We investigated the downregulating effect of varying states (physiologic and pharmacologic) of systemic and intracranial hyperinsulinism on the 28 to 30 day fetal rabbit brain insulin receptor. Alloxan-induced maternal diabetes (n = 5) produced mild fetal hyperinsulinemia (D) (plasma insulin concentrations = 59.80 +/- 8.10 microU/ml, control = 26.25 +/- 3.70; p less than 0.01), whereas systemic administration (IMI) of 1.0 U (n = 4) and 2.0 U (n = 4) of insulin to the fetus resulted in moderate (103.13 +/- 34.63 microU/ml) and severe (288.3 +/- 51 microU/ml) fetal hyperinsulinemia respectively. All three states of systemic hyperinsulinemia neither altered the fetal brain insulin content nor the brain insulin receptor number and affinity. 0.01 U (n = 4) of intracranial insulin administration (ICI) increased the brain insulin content four-fold (p less than 0.01) but did not alter the brain insulin receptor number or affinity. 0.1 (n = 5) and 2.0 U (n = 7) of intracranial insulin increased the brain insulin content to supraphysiologic concentrations (p less than 0.01) and decreased the fetal brain insulin receptor number (p less than 0.01), the affinity remaining constant. We conclude that 1) regardless of the ability of insulin to cross the blood brain barrier, the downregulation of the brain insulin receptor is insulin dose-dependent and 2) the downregulation of the fetal brain insulin receptor is not a physiologic but a pharmacologic effect of insulin.

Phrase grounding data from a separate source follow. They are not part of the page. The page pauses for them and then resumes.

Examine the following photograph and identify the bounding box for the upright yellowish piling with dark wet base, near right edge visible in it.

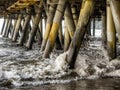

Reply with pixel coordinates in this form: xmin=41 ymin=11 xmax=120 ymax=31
xmin=107 ymin=0 xmax=116 ymax=60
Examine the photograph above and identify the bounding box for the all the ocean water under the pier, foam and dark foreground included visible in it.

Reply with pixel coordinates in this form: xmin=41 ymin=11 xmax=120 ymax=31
xmin=0 ymin=38 xmax=120 ymax=90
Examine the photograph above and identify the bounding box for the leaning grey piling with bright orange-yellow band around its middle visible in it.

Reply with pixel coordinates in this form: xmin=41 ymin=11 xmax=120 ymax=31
xmin=43 ymin=0 xmax=66 ymax=58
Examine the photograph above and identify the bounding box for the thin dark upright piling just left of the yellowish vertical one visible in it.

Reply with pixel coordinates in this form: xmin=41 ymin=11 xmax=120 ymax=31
xmin=101 ymin=10 xmax=107 ymax=49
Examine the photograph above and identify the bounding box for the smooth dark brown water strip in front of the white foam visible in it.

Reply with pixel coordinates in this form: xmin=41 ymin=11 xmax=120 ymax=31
xmin=0 ymin=78 xmax=120 ymax=90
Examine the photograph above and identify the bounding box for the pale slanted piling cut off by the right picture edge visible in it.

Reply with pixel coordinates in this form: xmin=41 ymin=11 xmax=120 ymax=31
xmin=110 ymin=0 xmax=120 ymax=43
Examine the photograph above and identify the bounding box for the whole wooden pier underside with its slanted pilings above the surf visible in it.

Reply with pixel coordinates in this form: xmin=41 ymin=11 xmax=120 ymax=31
xmin=0 ymin=0 xmax=120 ymax=68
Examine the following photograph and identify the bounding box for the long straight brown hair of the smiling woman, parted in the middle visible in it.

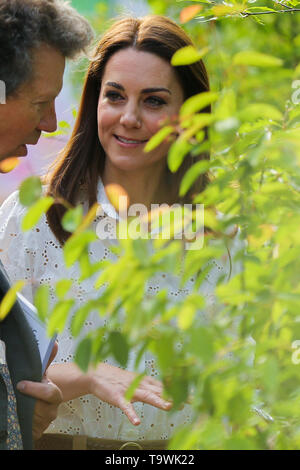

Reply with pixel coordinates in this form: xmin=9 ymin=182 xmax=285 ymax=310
xmin=47 ymin=15 xmax=210 ymax=244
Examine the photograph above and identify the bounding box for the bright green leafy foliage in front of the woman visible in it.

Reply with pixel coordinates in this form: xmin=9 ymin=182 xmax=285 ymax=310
xmin=1 ymin=0 xmax=300 ymax=449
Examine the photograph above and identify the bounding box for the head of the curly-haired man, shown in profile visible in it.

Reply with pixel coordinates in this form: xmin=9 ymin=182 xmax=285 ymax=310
xmin=0 ymin=0 xmax=92 ymax=158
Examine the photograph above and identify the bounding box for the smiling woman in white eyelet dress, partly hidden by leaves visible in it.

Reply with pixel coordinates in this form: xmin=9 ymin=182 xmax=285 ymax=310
xmin=0 ymin=16 xmax=234 ymax=449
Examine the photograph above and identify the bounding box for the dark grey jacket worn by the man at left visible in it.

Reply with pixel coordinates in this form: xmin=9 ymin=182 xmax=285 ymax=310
xmin=0 ymin=267 xmax=42 ymax=450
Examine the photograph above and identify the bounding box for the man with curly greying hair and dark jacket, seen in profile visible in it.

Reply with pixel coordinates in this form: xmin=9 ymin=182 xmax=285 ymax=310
xmin=0 ymin=0 xmax=92 ymax=449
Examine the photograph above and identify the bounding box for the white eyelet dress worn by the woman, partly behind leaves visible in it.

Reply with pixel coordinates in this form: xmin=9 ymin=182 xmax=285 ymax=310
xmin=0 ymin=180 xmax=239 ymax=441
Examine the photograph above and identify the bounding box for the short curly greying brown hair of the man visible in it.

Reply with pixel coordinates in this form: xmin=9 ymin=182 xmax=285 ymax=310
xmin=0 ymin=0 xmax=93 ymax=96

Glut 1-glucose transporter protein in adult and fetal mouse lung

We observed approximately 45-50 kD GLUT 1 protein in mouse lung homogenates and demonstrated a greater abundance in fetus compared to adult. In situ immunohistochemical analysis demonstrated GLUT 1 expression only in the perineural sheath of nerves. While the trapped fetal red blood cells expressed GLUT 1 abundantly, adult red blood cells were devoid of GLUT 1. No GLUT 1 was evident in fetal and adult lung alveolar and bronchiolar epithelial cells, vascular endothelial cells and the lung mesenchymal elements. Thus, GLUT 1 is not the major lung glucose transporter.